Xml – One xml namespace equals one and only one schema file

schemaxmlxsd

…or Why do these files validate in Visual Studio 2010 but not with xmllint1?

I'm currently working against a published xml schema where the original author's habit is to break down the schemas into several .xsd-files, but where some schema files have the same targetNamespace. Is this really "allowed"?

Example (extremely simplified):

File    targetNamespace    Contents
------------------------------------------------------------
b1.xsd  uri:tempuri.org:b  complex type "fooType"
b2.xsd  uri:tempuri.org:b  simple type "barType"

a.xsd   uri:tempuri.org:a  imports b1.xsd and b2.xsd
                           definition of root element "foo", that
                           extends "b:fooType" with an attribute
                           of "b:barType"

(Complete file contents below.)

Then I have an xml file, data.xml, with this content:

<?xml version="1.0"?>
<foo bar="1" xmlns="uri:tempuri.org:a" xmlns:xs="http://www.w3.org/2001/XMLSchema" />

For a long time, I have believed that all of this was correct, since Visual Studio apparently allows this schema style. However, today I decided to set up a command line utility for validating xml files, and I chose xmllint.

When I ran xmllint --schema a.xsd data.xml, I was presented with this warning:

a.xsd:4: element import: Schemas parser warning : Element '{http://www.w3.org/2001/XMLSchema}import':
Skipping import of schema located at 'b2.xsd' for the namespace 'uri:tempuri.org:b', since this
namespace was already imported with the schema located at 'b1.xsd'.

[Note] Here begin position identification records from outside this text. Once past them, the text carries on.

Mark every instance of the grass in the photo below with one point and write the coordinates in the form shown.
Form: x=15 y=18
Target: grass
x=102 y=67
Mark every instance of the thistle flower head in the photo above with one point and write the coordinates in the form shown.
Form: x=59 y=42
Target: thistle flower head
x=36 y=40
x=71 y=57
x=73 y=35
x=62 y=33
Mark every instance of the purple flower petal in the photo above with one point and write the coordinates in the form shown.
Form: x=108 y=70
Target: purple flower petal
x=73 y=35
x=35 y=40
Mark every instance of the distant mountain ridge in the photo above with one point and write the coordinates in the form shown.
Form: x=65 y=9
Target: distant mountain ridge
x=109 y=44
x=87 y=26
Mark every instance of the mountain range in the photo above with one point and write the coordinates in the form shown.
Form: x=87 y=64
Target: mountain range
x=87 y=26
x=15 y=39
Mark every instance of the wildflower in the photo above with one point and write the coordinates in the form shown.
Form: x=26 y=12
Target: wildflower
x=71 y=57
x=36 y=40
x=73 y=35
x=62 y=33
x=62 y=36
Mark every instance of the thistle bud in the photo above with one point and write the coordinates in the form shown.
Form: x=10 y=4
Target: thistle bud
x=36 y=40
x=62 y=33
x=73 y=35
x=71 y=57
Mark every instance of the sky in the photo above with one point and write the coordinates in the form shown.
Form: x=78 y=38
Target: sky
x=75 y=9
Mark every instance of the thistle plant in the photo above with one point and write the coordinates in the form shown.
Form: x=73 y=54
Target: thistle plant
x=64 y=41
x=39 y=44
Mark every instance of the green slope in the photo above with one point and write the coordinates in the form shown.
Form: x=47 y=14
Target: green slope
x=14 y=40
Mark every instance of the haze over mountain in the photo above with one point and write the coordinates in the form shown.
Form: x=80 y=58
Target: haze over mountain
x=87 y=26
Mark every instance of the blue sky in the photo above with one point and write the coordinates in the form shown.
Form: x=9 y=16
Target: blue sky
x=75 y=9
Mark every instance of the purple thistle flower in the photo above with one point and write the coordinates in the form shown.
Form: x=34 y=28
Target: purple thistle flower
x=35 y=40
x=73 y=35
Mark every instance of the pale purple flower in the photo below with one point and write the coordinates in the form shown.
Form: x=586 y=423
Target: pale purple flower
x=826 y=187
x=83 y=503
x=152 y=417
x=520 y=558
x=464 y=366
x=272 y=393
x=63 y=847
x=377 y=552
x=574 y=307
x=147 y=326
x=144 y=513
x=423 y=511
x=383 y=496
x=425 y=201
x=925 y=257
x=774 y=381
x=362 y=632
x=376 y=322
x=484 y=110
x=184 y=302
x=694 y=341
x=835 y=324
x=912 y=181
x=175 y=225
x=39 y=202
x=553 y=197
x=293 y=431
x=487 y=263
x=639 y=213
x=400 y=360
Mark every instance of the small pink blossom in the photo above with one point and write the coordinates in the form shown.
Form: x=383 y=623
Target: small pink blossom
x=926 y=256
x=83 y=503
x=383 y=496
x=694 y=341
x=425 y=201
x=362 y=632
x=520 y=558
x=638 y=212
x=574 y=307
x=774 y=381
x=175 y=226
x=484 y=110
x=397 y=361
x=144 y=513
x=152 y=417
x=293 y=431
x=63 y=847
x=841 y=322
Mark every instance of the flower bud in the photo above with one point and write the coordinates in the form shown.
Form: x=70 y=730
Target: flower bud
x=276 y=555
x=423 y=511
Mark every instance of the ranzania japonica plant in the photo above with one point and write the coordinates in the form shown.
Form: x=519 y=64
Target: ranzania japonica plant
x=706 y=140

The fact that the import of b2.xsd was skipped obviously leads to this error:

a.xsd:9: element attribute: Schemas parser error : attribute decl. 'bar', attribute 'type':
The QName value '{uri:tempuri.org:b}barType' does not resolve to a(n) simple type definition.

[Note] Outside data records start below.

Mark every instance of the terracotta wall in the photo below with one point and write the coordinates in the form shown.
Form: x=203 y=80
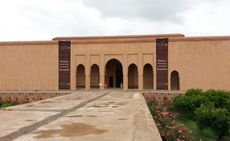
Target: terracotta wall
x=29 y=66
x=139 y=53
x=201 y=63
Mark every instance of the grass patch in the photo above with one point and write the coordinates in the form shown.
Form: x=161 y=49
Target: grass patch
x=191 y=124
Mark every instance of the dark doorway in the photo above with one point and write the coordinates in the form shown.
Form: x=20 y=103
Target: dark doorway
x=94 y=76
x=113 y=74
x=80 y=77
x=110 y=82
x=175 y=81
x=148 y=77
x=132 y=77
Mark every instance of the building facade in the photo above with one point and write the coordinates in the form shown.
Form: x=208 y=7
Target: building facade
x=156 y=62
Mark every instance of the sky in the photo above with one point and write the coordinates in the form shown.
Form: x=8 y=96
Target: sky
x=46 y=19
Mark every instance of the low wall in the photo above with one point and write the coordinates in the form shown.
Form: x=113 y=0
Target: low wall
x=20 y=97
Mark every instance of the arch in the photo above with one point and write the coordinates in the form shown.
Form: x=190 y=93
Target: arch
x=113 y=74
x=148 y=76
x=175 y=81
x=132 y=77
x=94 y=76
x=80 y=76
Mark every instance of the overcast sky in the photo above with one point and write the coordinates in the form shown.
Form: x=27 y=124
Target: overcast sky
x=46 y=19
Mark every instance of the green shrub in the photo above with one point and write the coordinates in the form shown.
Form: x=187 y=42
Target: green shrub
x=194 y=92
x=189 y=103
x=6 y=104
x=216 y=119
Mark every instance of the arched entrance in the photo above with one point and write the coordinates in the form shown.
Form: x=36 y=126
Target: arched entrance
x=94 y=76
x=175 y=81
x=132 y=77
x=148 y=77
x=80 y=76
x=113 y=74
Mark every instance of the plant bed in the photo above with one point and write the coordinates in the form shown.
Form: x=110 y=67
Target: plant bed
x=6 y=104
x=197 y=116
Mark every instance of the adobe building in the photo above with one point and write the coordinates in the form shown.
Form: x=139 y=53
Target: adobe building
x=155 y=62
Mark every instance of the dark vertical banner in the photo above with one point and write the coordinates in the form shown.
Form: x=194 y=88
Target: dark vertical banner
x=64 y=64
x=162 y=63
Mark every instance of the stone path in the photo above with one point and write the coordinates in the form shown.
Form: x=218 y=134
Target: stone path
x=81 y=116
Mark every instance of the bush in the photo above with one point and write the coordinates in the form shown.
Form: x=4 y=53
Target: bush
x=6 y=104
x=194 y=92
x=189 y=103
x=216 y=119
x=211 y=109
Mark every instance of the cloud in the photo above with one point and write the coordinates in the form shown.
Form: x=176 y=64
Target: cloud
x=45 y=19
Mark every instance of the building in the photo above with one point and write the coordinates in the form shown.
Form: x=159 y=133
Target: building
x=158 y=62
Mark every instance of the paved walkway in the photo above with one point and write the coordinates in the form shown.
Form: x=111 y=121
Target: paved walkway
x=81 y=116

If xmllint is correct, there would be an error in the published specs I'm working against. Is there? And Visual Studio would be wrong. Is it?

I do realize the difference between xs:import and xs:include. Right now, I just don't see how xs:include could fix things, since:

  • b1.xsd and b2.xsd have the same targetNamespace
  • they both differ in targetNamespace from a.xsd
  • and they do not (need to) know about each other

Is this a flaw in the original schema specification? I'm beginning to think that the third bullet point is crucial. Should the fact that they don't know about each other have led to placing them in different namespaces to begin with?


b1.xsd:

<?xml version="1.0" encoding="utf-8"?>
<xs:schema targetNamespace="uri:tempuri.org:b" xmlns:xs="http://www.w3.org/2001/XMLSchema">
  <xs:complexType name="fooType" />
</xs:schema>

b2.xsd:

<?xml version="1.0" encoding="utf-8"?>
<xs:schema targetNamespace="uri:tempuri.org:b" xmlns:xs="http://www.w3.org/2001/XMLSchema">
  <xs:simpleType name="barType">
    <xs:restriction base="xs:integer" />
  </xs:simpleType>
</xs:schema>

a.xsd:

<?xml version="1.0" encoding="utf-8"?>
<xs:schema targetNamespace="uri:tempuri.org:a" xmlns:xs="http://www.w3.org/2001/XMLSchema" xmlns:b="uri:tempuri.org:b">
  <xs:import namespace="uri:tempuri.org:b" schemaLocation="b1.xsd" />
  <xs:import namespace="uri:tempuri.org:b" schemaLocation="b2.xsd" />
  <xs:element name="foo">
    <xs:complexType>
      <xs:complexContent>
        <xs:extension base="b:fooType">
          <xs:attribute name="bar" type="b:barType" />
        </xs:extension>
      </xs:complexContent>
    </xs:complexType>
  </xs:element>
</xs:schema>

Notes:

1) I'm using the Windows port of libxml2/xmllint found at www.zlatkovic.com.

Best Answer

The crux of the problem here is what does it mean when you have two different <import> elements, when both of them refer to the same namespace.

It helps to clarify the meaning when you consider that the schemaLocation attribute of <import> is entirely optional. When you leave it out, you're just saying "I want to import schema of namespace XYZ into this schema". The schemaLocation is just a hint as to where to find the definition of that other schema.

The precise meaning of <import> is a bit fuzzy when you read the W3C spec, possibly deliberately so. As a result, interpretations vary.

Some XML processors tolerate multiple <import> for the same namespace, and essentially amalgamate all of the schemaLocation into a single target.

Other processors are stricter, and decide that only one <import> per target namespace is valid. I think this is more correct, when you consider that schemaLocation is optional.

In addition to the VS and xmllint examples you gave, Xerces-J is also super-strict, and ignores subsequent <import> for the same target namespace, giving much the same error as xmllint does. XML Spy, on the other hand, is much more permissive (but then, XML Spy's validation is notoriously flaky)

To be safe, you should not have these multiple imports. A given namespace should have a single "master" document, which in turn has an <include> for each sub-document. This master is often highly artificial, acting only as a container. for these sub-documents.

From what I've seen, this generally consists of "best practise" for XML Schema when it comes to maximum tool compatibility, but some will argue that it's a hack that takes away from elegant schema design.

Meh.